가족성 성조숙증에서 Makorin ring finger 3 gene 분석 연구
Makorin ring finger 3 gene analysis in Koreans with familial precocious puberty
Abstract
Background: Precocious puberty is known as an idiopathic, sporadic disease. Recently, specific mutations have been shown to cause familial central precocious puberty (CPP). The Makorin ring finger 3 (MKRN3) gene plays a key role in puberty; loss-of-function mutations in the gene trigger familial CPP. To date, most described patients have been Western; few Asians with CPP have been documented. Objective: To identify MKRN3 gene mutations or polymorphisms in Korean patients with familial CPP. Method: We recruited 26 patients with CPP and their parents (13 families). We measured endocrine and auxological parameters, and sequenced all MKRN3 exons. Results: We found no MKRN3 mutations. Two MKRN3 exon polymorphisms were identified.
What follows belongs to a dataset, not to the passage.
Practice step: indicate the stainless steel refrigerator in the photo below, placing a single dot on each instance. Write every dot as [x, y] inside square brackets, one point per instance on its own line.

The g.23566445 C/T polymorphism was found in 8 families; a novel single nucleotide polymorphism (SNP) g.23567001 A/C was found in 1 family. These variants are synonymous SNPs; their functional roles remain unknown. Conclusion: MKRN3 mutation is uncommon in Korean patients with familial CPP. Ethnic variation in MKRN3 mutational status is thus evident.